Mancati rinnovi e mancate attivazioni, quello dei contratti a termine è stato uno dei settori più colpiti dalla crisi. Meno di un mese alla fine delle regole semplificate per rinnovi e proroghe
Ultimi giorni per il rinnovo o la proroga dei contratti a termine per 12 mesi, senza applicare le causali previste dal Dl Dignità: il 31 marzo scadono, infatti, le regole semplificate per prolungare i rapporti a tempo determinato, esattamente come il blocco dei licenziamenti, introdotte per l’emergenza Covid-19. Dal 1° aprile, tranne che non arrivino novità su questo fronte, si tornerà alle regole pre-pandemia.
Proprio ai contratti a tempo determinato, per il 70% la formula prevalente di accesso al mercato del lavoro, il legislatore era intervenuto diverse volte durante la crisi pandemica, con l’obiettivo di arginarne gli effetti. A partire dal Dl Cura Italia, si è intervenuto quattro volte per allargare le restrizioni previste dal Dl Dignità. Fino al 31 marzo i datori di lavoro possono ancora rinnovare o prorogare i rapporti a termine in corso, fino a 12 mesi, senza indicare le causali (cioè le motivazioni) per le quali fissano un termine di scadenza al contratto. Secondo l’interpretazione estensiva del ministero e dell’Ispettorato del Lavoro (nota Inl 713 del 16 settembre 2020), inoltre, possono derogare anche alle pause di 10 o 20 giorni tra un contratto a termine e il successivo e al tetto massimo di quattro 4 proroghe per ciascun contratto a termine. Può accedere al regime semplificato di proroghe e rinnovi, però, solo l’azienda che non ne abbia già beneficiato, perché le deroghe al Dl Dignità – riscritte dal Dl Agosto – sono ammesse una volta sola. Le semplificazioni si applicano anche a i contratti a termine in somministrazione, come ha precisato il 3 marzo il ministero del Lavoro.

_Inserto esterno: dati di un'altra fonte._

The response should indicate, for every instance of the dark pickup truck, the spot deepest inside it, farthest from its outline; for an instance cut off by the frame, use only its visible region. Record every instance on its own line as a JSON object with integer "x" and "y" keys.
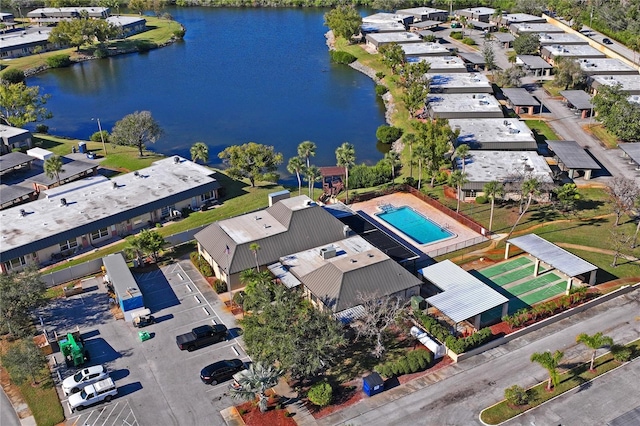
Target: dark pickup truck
{"x": 202, "y": 336}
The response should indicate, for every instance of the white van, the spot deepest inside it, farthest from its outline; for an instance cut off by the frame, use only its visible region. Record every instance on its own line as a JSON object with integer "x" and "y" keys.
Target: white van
{"x": 103, "y": 390}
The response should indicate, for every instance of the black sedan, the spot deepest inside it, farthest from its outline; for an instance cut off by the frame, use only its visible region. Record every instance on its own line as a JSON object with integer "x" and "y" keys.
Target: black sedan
{"x": 220, "y": 371}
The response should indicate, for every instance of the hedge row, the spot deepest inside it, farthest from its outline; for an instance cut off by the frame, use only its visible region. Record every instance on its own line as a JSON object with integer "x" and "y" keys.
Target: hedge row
{"x": 414, "y": 361}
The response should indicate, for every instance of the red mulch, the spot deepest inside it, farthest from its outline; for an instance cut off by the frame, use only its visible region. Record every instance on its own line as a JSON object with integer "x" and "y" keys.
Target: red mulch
{"x": 252, "y": 416}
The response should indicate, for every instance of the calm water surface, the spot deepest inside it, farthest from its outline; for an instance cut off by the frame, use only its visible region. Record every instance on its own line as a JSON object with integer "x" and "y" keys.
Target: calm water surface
{"x": 240, "y": 75}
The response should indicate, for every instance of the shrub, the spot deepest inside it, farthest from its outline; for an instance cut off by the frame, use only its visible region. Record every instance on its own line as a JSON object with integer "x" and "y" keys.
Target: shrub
{"x": 381, "y": 90}
{"x": 516, "y": 395}
{"x": 320, "y": 394}
{"x": 621, "y": 353}
{"x": 13, "y": 76}
{"x": 342, "y": 57}
{"x": 58, "y": 61}
{"x": 97, "y": 136}
{"x": 388, "y": 134}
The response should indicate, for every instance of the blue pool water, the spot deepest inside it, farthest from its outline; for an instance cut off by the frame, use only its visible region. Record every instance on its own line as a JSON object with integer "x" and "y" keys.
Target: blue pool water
{"x": 413, "y": 224}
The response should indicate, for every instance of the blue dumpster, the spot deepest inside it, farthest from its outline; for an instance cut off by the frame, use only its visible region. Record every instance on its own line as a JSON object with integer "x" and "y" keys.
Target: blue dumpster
{"x": 372, "y": 384}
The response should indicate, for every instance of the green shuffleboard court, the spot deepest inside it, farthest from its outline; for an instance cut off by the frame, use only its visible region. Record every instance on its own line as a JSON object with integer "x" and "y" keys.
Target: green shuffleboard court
{"x": 503, "y": 267}
{"x": 533, "y": 284}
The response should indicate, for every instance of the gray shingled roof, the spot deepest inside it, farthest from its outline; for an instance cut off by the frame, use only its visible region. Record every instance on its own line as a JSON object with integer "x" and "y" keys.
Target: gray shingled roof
{"x": 339, "y": 291}
{"x": 573, "y": 155}
{"x": 464, "y": 296}
{"x": 306, "y": 228}
{"x": 565, "y": 262}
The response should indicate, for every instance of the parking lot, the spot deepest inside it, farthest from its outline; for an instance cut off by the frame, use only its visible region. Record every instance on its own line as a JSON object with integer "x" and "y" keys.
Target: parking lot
{"x": 157, "y": 383}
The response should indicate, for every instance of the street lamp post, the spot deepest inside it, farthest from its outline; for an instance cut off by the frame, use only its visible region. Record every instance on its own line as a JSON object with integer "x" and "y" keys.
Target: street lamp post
{"x": 104, "y": 147}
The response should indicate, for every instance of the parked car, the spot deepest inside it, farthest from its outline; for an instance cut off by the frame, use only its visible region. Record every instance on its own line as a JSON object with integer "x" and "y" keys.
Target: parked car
{"x": 202, "y": 336}
{"x": 103, "y": 390}
{"x": 220, "y": 371}
{"x": 82, "y": 378}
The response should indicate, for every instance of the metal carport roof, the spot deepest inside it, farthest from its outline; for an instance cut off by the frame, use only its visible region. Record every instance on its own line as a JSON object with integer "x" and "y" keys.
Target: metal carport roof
{"x": 573, "y": 155}
{"x": 565, "y": 262}
{"x": 578, "y": 98}
{"x": 464, "y": 296}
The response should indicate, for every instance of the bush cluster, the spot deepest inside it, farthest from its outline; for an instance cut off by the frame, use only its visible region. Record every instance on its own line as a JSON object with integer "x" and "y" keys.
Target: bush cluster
{"x": 200, "y": 263}
{"x": 342, "y": 57}
{"x": 388, "y": 134}
{"x": 320, "y": 394}
{"x": 414, "y": 361}
{"x": 58, "y": 61}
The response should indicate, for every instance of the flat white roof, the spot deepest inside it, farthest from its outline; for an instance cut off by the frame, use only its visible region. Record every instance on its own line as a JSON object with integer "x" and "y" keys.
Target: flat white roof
{"x": 485, "y": 166}
{"x": 472, "y": 80}
{"x": 425, "y": 49}
{"x": 464, "y": 296}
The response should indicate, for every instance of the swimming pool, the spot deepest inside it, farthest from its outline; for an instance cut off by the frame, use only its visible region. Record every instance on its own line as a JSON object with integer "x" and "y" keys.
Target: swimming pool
{"x": 413, "y": 224}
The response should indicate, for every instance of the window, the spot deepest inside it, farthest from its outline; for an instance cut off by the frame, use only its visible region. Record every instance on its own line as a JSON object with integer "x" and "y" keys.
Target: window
{"x": 69, "y": 244}
{"x": 100, "y": 233}
{"x": 15, "y": 263}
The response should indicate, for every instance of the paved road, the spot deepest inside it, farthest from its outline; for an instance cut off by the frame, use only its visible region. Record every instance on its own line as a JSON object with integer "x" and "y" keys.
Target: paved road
{"x": 456, "y": 394}
{"x": 8, "y": 416}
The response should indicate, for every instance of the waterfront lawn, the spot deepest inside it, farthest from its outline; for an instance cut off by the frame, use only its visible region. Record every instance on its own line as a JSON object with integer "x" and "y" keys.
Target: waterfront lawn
{"x": 576, "y": 377}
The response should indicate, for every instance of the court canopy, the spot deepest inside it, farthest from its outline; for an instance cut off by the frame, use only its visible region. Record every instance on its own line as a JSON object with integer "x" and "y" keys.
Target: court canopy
{"x": 464, "y": 296}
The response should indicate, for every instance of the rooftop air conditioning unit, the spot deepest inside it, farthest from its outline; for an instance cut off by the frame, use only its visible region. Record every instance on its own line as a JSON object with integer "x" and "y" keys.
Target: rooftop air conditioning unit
{"x": 328, "y": 252}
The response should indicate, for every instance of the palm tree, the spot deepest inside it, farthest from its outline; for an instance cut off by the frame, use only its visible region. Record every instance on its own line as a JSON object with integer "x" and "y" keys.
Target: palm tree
{"x": 492, "y": 190}
{"x": 393, "y": 159}
{"x": 458, "y": 179}
{"x": 462, "y": 152}
{"x": 53, "y": 167}
{"x": 199, "y": 151}
{"x": 346, "y": 157}
{"x": 594, "y": 342}
{"x": 295, "y": 166}
{"x": 530, "y": 187}
{"x": 306, "y": 150}
{"x": 255, "y": 381}
{"x": 254, "y": 247}
{"x": 550, "y": 363}
{"x": 312, "y": 174}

Quello del lavoro a tempo determinato è stato uno degli ambiti più colpiti dalla crisi. A dicembre 2020 risultavano quasi 393mila contratti a termine in meno rispetto all’anno precedente. Le sospensioni e le riduzioni delle attività, infatti, hanno causato da un lato il mancato rinnovo di quei contratti non protetti dal blocco dei licenziamenti, dall’altro la mancata attivazione di circa 1,4 milioni di contratti a termine rispetto all’anno precedente. Le perdite maggiori si sono registrate, in particolar modo, durante i picchi delle ondate di Covid-19: i periodi più bui sono stati il mese di aprile, in pieno lockdown, con 432 mila attivazioni in meno, e, dopo una breve ripresa nei mesi estivi, i numeri sono diminuiti ogni mese fino a far registrare 195 mila attivazioni in meno nel mese di dicembre. I settori più colpiti quelli delle strutture alberghiere, le attività turistiche e commerciali.
I rapporti a termine attivati nel 2020 hanno riguardato 3,4 milioni di lavoratori. Di questi, solo 713 mila (il 20,5%) risultavano ancora attivi con gli stessi rapporti al 2 marzo 2021.
La crisi pandemica in Italia ha fortemente influenzato, in modo negativo, il mondo del lavoro. Oltre la perdita dei contratti a tempo determinato, la Cassa integrazione, che ha riguardato circa 7 milioni di lavoratori dipendenti, ha alleggerito gli stipendi di 8,7 miliardi netti (ne abbiamo parlato qui).